Is community-based health insurance an alternative? Contended issue. Why? Because the poorer are much less likely to join a scheme like this if premia are not subsidized. Hence community-based health insurance definitely requires support from the central government. Varied mechanisms to ensure sustainability of such schemes have been attempted in numerous countries, but have often conflicted with equity concerns, i.e., they stubbornly exclude high-risk individuals from membership, this affecting the sickest and the most vulnerable members of the population. Otherwise, increasing premium levels will discourage the poor from joining. Otherwise, placing limitations on benefit packages may enable better financial sustainability, but will limit the attractiveness of the scheme (Bennett et al. 2004). Overall, community-based health insurance offers only a marginal improvement over user fees. It is no panacea.
Note that traditional public health and actuarial research uses a risk-factor approach; such an approach fails to reveal multi-causal mechanisms and to reveal the root causes of health inequities.
15. At the end of the day, it is the relationship between the state and society (their social contract) that will determine the feasibility of implementing a fully tax-based system. Tax compliance is based on an ‘understanding’ between the government and its people. Since most taxes are collected where there is primarily voluntary compliance, the collection of taxes requires substantial coercive power and for the state to be legitimate. No country, no matter how rich, has sufficient resources for penalizing all those who do not respect the tax laws.
16. The level of social cohesion across socio-economic groups is also an important constraint to the successful implementation of tax-based health care financing schemes, particularly in countries with high levels of income inequality where the rich may feel that they pay too much to subsidize others.

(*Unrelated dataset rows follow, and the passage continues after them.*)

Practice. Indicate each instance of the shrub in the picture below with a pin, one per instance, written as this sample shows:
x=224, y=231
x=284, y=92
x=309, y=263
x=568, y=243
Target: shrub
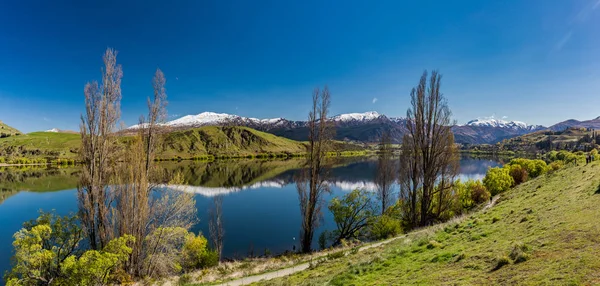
x=497, y=180
x=556, y=165
x=518, y=173
x=384, y=226
x=323, y=240
x=469, y=194
x=500, y=261
x=533, y=167
x=185, y=279
x=517, y=254
x=479, y=193
x=195, y=254
x=434, y=244
x=594, y=153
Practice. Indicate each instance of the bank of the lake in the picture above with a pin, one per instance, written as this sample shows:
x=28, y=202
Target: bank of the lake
x=543, y=231
x=260, y=202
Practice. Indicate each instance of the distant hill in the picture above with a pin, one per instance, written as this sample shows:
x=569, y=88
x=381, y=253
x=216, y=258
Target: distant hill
x=7, y=131
x=593, y=123
x=41, y=145
x=367, y=127
x=573, y=138
x=188, y=143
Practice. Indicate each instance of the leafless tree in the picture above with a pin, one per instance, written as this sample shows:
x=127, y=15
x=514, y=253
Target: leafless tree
x=132, y=205
x=98, y=151
x=386, y=173
x=428, y=163
x=215, y=225
x=311, y=182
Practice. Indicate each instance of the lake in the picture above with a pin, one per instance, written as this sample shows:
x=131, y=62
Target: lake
x=260, y=202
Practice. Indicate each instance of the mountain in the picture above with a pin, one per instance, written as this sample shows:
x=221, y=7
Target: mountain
x=491, y=130
x=516, y=125
x=593, y=123
x=7, y=131
x=220, y=119
x=360, y=127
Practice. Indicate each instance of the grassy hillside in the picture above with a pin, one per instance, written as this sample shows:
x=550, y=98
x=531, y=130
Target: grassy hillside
x=545, y=231
x=573, y=138
x=225, y=141
x=186, y=144
x=41, y=145
x=7, y=131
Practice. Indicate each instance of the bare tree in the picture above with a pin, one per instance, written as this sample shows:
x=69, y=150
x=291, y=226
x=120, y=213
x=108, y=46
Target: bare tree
x=98, y=151
x=311, y=183
x=386, y=173
x=215, y=225
x=429, y=153
x=132, y=205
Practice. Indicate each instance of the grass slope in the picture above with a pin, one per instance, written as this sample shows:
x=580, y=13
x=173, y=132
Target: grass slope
x=545, y=231
x=225, y=141
x=7, y=131
x=41, y=144
x=530, y=141
x=186, y=144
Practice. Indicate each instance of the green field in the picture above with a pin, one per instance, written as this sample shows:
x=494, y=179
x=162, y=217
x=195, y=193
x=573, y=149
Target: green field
x=198, y=143
x=7, y=131
x=545, y=231
x=41, y=145
x=570, y=139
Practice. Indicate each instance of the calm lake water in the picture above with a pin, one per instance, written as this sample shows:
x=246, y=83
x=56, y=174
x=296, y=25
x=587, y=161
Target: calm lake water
x=260, y=201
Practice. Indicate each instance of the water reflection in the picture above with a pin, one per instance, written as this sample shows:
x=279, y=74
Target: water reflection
x=259, y=199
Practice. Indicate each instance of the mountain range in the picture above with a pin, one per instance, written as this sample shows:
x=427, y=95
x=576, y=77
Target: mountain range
x=361, y=127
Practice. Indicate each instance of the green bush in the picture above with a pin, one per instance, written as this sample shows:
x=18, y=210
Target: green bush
x=517, y=254
x=46, y=249
x=385, y=226
x=556, y=165
x=469, y=194
x=500, y=261
x=518, y=173
x=594, y=153
x=195, y=254
x=533, y=167
x=479, y=193
x=497, y=180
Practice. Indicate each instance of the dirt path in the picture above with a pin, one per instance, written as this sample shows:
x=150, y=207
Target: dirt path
x=300, y=267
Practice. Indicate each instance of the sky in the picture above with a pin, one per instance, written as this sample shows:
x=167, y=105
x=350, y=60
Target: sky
x=536, y=61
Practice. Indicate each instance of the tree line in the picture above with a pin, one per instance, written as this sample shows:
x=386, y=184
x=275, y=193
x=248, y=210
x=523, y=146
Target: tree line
x=127, y=227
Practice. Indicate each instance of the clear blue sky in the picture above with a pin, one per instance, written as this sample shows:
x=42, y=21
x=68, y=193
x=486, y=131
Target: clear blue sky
x=536, y=61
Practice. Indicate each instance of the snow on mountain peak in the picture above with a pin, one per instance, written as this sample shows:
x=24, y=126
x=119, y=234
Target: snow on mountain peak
x=493, y=122
x=202, y=119
x=369, y=115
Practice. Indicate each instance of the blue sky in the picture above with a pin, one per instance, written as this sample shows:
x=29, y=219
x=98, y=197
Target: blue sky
x=536, y=61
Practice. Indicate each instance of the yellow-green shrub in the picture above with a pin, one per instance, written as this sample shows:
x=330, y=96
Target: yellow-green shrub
x=497, y=180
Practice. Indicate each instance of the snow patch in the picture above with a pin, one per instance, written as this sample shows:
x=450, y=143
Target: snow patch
x=493, y=122
x=366, y=116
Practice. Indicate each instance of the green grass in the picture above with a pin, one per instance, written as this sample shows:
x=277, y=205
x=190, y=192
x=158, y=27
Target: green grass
x=41, y=145
x=205, y=144
x=7, y=131
x=529, y=141
x=545, y=231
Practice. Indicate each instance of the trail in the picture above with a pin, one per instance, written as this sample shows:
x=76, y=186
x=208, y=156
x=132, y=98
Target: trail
x=301, y=267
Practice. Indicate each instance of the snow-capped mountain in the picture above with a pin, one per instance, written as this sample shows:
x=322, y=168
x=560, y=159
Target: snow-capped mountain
x=360, y=127
x=499, y=123
x=366, y=116
x=491, y=130
x=213, y=118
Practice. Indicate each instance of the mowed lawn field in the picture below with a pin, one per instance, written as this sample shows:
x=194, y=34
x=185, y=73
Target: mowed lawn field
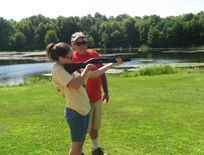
x=155, y=115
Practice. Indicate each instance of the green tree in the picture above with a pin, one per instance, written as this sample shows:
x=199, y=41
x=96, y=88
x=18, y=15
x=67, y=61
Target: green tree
x=40, y=33
x=51, y=37
x=6, y=30
x=104, y=39
x=18, y=41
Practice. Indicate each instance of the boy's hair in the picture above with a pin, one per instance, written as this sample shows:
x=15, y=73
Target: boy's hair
x=54, y=51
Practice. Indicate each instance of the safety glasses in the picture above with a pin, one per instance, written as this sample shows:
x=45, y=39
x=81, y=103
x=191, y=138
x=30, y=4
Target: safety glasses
x=70, y=58
x=80, y=43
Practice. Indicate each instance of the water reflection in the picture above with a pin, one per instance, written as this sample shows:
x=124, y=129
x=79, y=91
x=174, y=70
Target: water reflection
x=16, y=71
x=15, y=74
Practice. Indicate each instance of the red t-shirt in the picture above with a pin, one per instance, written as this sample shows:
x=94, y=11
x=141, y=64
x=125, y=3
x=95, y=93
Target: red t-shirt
x=93, y=86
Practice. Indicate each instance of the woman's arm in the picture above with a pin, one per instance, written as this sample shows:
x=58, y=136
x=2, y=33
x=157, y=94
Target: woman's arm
x=76, y=83
x=103, y=69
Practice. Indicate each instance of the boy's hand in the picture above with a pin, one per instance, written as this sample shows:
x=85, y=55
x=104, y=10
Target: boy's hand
x=89, y=67
x=119, y=61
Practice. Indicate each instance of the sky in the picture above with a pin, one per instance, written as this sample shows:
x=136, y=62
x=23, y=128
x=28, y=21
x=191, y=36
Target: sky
x=19, y=9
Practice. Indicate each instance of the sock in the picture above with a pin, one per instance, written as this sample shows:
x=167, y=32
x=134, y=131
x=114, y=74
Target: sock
x=95, y=143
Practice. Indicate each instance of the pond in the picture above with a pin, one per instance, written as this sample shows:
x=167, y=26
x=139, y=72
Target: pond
x=18, y=71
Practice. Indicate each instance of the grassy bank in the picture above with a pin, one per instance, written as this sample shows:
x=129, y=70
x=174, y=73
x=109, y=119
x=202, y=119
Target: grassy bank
x=145, y=115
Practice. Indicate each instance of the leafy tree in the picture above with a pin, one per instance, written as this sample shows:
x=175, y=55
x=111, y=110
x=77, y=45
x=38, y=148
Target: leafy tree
x=6, y=30
x=130, y=31
x=105, y=38
x=40, y=33
x=18, y=41
x=51, y=37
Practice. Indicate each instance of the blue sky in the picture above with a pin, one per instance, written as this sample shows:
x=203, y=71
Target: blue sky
x=19, y=9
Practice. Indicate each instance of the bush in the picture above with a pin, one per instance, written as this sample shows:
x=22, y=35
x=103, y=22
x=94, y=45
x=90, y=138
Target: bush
x=158, y=70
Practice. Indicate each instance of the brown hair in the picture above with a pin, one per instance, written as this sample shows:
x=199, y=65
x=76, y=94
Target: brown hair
x=54, y=51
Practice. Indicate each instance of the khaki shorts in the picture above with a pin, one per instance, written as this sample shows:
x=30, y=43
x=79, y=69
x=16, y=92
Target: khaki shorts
x=95, y=115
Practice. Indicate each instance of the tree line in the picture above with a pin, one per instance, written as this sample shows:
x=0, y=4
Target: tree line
x=37, y=31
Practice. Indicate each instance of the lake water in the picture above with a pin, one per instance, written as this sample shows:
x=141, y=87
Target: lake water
x=15, y=72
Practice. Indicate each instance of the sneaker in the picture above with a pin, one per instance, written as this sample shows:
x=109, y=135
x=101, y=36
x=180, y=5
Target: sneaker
x=98, y=151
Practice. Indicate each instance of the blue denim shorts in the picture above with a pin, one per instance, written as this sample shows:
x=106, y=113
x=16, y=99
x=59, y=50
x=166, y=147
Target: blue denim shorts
x=78, y=124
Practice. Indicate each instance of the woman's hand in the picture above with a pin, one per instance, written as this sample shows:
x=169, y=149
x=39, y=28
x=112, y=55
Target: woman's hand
x=89, y=67
x=119, y=61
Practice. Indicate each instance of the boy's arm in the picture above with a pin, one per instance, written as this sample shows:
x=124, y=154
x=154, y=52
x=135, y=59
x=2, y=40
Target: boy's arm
x=76, y=83
x=100, y=71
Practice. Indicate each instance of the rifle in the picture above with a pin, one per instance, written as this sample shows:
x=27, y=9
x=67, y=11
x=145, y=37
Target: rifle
x=70, y=68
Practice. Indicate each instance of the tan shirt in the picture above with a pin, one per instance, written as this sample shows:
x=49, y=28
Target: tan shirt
x=76, y=99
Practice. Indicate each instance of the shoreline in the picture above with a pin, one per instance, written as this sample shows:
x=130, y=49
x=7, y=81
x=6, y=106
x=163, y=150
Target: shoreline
x=41, y=56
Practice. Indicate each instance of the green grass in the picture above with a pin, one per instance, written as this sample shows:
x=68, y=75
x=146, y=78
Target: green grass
x=154, y=115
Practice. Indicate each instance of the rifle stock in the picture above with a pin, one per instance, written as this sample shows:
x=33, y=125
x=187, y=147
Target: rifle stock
x=70, y=68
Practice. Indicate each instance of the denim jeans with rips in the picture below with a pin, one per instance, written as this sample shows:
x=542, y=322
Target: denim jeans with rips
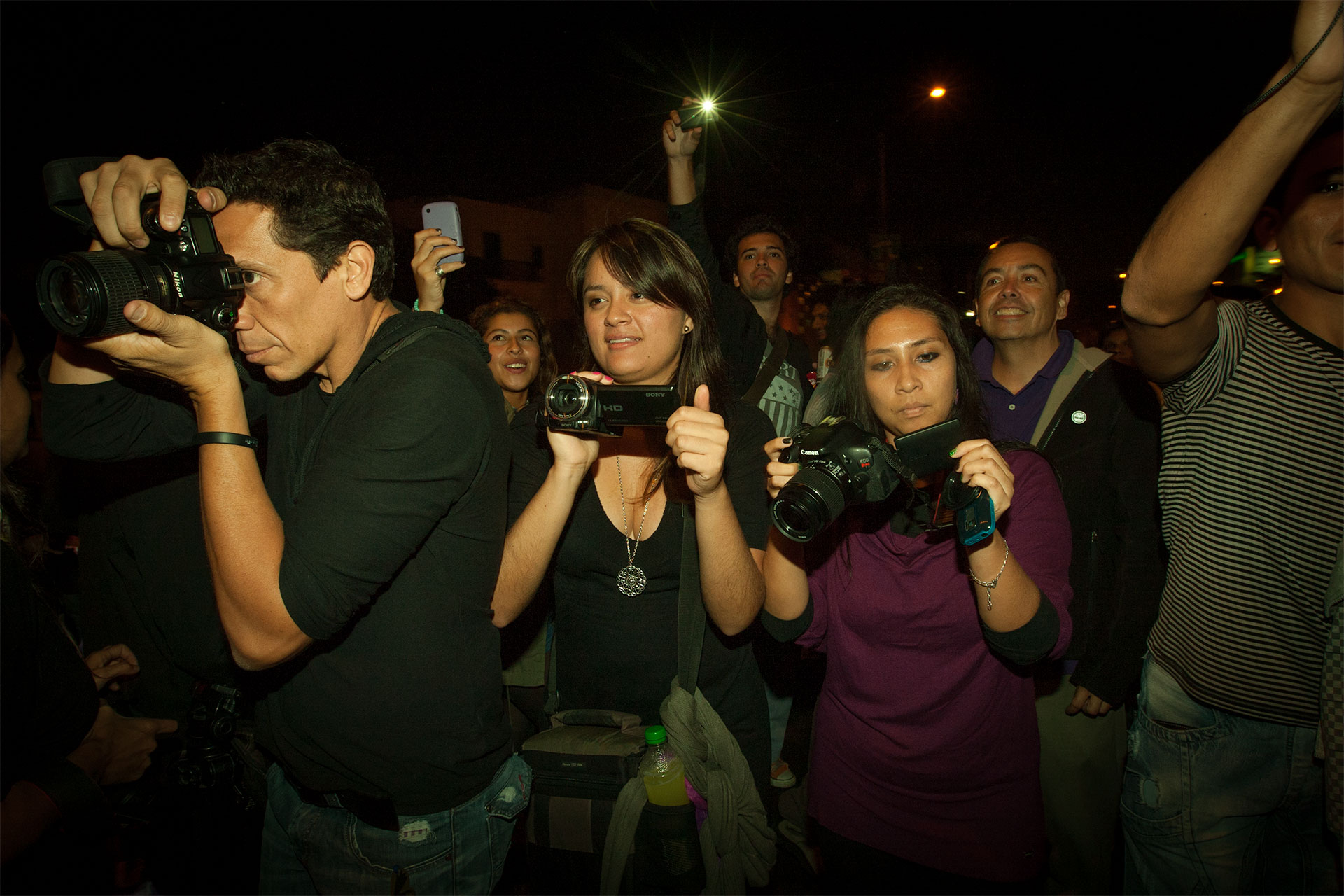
x=1215, y=802
x=320, y=849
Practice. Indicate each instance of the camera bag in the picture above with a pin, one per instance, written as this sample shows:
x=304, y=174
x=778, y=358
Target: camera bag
x=587, y=760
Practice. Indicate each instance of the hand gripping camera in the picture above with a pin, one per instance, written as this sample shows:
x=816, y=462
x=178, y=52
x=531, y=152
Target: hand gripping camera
x=182, y=272
x=843, y=464
x=578, y=405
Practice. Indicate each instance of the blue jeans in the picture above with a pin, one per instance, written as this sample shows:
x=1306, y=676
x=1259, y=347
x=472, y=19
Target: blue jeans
x=1219, y=804
x=319, y=849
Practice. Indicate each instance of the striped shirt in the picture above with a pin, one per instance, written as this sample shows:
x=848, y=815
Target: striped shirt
x=1252, y=491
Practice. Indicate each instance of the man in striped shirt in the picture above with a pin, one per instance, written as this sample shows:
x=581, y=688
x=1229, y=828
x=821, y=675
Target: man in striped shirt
x=1222, y=793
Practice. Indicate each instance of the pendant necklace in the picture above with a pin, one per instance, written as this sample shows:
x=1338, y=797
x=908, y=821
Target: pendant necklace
x=631, y=580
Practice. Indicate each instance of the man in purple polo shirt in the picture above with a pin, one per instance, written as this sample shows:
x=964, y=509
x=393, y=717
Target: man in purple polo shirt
x=1097, y=422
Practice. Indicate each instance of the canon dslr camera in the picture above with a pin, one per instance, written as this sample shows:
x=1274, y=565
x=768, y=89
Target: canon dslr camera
x=843, y=464
x=578, y=405
x=183, y=272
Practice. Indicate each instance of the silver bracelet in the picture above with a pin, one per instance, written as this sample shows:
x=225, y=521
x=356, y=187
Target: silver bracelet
x=993, y=583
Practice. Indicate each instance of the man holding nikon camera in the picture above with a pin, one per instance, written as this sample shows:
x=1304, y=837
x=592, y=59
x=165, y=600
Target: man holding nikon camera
x=360, y=568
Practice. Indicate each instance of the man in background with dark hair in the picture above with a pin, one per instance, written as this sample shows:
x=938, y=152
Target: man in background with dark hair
x=360, y=570
x=1222, y=790
x=1097, y=422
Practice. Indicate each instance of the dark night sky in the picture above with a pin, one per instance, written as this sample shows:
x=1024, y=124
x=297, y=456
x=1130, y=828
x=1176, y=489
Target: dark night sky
x=1072, y=121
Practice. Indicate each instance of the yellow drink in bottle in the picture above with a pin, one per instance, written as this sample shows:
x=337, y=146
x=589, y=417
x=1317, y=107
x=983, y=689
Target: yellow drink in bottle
x=663, y=770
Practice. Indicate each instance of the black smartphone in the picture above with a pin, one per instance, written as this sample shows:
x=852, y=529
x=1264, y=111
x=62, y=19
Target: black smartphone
x=444, y=216
x=927, y=450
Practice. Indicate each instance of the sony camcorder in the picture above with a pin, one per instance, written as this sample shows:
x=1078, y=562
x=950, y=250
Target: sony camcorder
x=578, y=405
x=843, y=464
x=183, y=272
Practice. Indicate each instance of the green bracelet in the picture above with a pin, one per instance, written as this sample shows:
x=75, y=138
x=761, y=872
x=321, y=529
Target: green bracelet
x=69, y=789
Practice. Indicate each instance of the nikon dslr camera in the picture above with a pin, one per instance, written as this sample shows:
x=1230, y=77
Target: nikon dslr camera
x=578, y=405
x=182, y=272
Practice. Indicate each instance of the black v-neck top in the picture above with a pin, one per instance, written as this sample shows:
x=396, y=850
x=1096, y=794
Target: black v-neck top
x=616, y=652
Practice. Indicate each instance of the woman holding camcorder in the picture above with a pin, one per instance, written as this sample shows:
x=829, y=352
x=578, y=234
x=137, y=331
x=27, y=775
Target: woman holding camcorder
x=924, y=773
x=603, y=516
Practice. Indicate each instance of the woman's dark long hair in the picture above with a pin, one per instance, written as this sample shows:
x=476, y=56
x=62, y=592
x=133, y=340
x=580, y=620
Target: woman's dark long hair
x=650, y=258
x=480, y=321
x=851, y=387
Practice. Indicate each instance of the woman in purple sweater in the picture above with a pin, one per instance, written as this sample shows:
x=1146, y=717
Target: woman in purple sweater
x=925, y=762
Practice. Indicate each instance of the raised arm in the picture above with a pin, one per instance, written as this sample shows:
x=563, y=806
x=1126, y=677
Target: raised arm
x=785, y=578
x=1171, y=314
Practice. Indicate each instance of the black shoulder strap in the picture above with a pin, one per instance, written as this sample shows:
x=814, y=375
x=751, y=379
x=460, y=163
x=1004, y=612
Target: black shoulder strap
x=771, y=367
x=690, y=618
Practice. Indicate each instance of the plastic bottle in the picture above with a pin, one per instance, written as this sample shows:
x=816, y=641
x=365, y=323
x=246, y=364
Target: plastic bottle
x=662, y=769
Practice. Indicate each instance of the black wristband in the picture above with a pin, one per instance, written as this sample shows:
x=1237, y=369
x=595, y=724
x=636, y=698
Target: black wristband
x=73, y=792
x=226, y=438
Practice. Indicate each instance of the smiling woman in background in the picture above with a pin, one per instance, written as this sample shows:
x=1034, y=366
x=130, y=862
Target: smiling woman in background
x=601, y=517
x=522, y=356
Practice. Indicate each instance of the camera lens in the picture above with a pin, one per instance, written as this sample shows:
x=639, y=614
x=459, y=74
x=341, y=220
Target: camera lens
x=566, y=398
x=808, y=504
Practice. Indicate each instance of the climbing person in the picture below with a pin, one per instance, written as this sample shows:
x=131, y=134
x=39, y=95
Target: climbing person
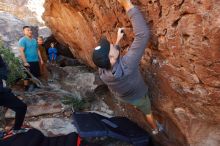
x=30, y=56
x=9, y=100
x=121, y=74
x=43, y=68
x=52, y=51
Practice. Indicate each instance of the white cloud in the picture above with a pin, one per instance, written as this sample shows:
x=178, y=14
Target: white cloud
x=37, y=7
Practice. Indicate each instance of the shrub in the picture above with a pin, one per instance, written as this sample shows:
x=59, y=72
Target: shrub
x=75, y=102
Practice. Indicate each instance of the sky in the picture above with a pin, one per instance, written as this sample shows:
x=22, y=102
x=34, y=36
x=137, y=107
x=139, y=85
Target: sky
x=37, y=7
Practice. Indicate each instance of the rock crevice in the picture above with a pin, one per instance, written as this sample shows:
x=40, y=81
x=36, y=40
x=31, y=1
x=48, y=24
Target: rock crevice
x=181, y=64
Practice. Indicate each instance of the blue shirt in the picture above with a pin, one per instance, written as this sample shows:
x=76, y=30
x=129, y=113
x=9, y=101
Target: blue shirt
x=52, y=51
x=30, y=49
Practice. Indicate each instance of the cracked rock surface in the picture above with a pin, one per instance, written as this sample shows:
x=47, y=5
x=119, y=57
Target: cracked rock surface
x=181, y=64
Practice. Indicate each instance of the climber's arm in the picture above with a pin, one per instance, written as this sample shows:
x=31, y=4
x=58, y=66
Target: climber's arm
x=141, y=31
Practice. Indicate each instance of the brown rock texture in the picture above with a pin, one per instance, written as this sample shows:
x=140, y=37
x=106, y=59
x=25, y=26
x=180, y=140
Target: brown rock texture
x=181, y=64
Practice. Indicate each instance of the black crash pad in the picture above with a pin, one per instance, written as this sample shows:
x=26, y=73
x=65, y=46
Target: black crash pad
x=91, y=124
x=35, y=138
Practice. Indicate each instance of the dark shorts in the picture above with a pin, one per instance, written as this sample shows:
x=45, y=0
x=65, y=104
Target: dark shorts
x=34, y=69
x=142, y=104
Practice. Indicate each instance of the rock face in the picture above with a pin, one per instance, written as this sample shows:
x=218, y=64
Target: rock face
x=11, y=30
x=181, y=64
x=29, y=11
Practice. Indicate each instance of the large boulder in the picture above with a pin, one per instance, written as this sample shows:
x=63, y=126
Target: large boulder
x=11, y=31
x=180, y=65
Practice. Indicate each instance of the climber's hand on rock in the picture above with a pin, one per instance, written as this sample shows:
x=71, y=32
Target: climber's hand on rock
x=121, y=32
x=126, y=4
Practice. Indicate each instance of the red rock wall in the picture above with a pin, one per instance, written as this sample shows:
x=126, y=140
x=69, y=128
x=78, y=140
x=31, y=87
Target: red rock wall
x=181, y=64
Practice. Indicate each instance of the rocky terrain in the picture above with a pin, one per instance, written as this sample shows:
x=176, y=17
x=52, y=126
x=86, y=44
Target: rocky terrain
x=181, y=64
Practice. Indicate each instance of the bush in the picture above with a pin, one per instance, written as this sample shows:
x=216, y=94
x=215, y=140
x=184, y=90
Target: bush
x=14, y=66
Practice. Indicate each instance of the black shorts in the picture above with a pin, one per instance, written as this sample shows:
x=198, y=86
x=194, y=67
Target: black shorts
x=34, y=69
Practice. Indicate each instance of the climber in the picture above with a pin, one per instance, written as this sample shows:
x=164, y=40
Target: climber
x=30, y=56
x=9, y=100
x=43, y=68
x=121, y=74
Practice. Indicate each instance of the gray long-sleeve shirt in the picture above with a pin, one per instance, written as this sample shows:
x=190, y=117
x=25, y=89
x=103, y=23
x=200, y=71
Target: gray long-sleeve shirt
x=125, y=79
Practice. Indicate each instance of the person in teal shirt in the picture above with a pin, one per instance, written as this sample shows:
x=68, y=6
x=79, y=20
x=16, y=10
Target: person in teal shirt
x=30, y=54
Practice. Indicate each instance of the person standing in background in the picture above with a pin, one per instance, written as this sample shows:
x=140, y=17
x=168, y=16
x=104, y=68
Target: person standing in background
x=43, y=67
x=52, y=51
x=30, y=56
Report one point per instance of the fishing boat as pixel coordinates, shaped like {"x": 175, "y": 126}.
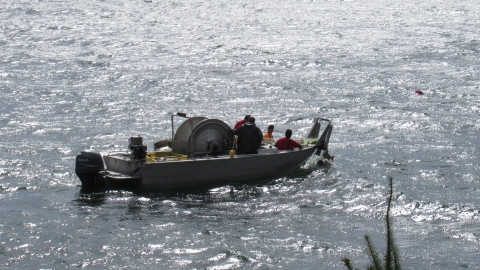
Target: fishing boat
{"x": 200, "y": 152}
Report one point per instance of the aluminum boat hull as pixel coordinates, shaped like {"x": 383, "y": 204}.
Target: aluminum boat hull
{"x": 206, "y": 170}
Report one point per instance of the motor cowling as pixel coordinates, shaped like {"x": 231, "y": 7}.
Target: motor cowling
{"x": 88, "y": 166}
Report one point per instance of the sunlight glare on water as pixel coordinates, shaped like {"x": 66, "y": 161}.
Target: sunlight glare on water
{"x": 77, "y": 75}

Taxation and tax reform are central to state building.
17.If the above is somehow resolved, the biggest concern that still remains is how to extend coverage beyond the formal sector and without discriminations of any kind. (We are aware of the persistent failure to tax the informal sector… but beware: Informal does not mean poor).
Repercussions on maternal mortality
18. Human rights treaties and conventions do not include an explicit right to women’s health. But failure to address the preventable causes of maternal death is a violation of women’s human rights, for which states can be held accountable. (HR Council resolution in 2010)
19. It is important to highlight the fact that social injustices contribute to avoidable maternal deaths. As you know already, once an issue is recognized as a human right, there is a legal obligation to take steps that are deliberate, concrete and targeted towards the realization of the right. This, then. underlines the importance of the paradigm shift needed in local heath systems policies.
20. Furthermore, the life-cycle approach preferred by several new-age maternal health rights proponents continues to identify reproduction as the criterion for defining the stages of life. This strategy leads to simply further medicalizing reproduction and neglecting the rights of women with little attention being paid to local needs and social realities.
21. In short, maternal health needs need to be addressed within the larger framework of collapsing health systems. It is thus a fallacy to consider the number of institutional deliveries a proxy for better maternal health care.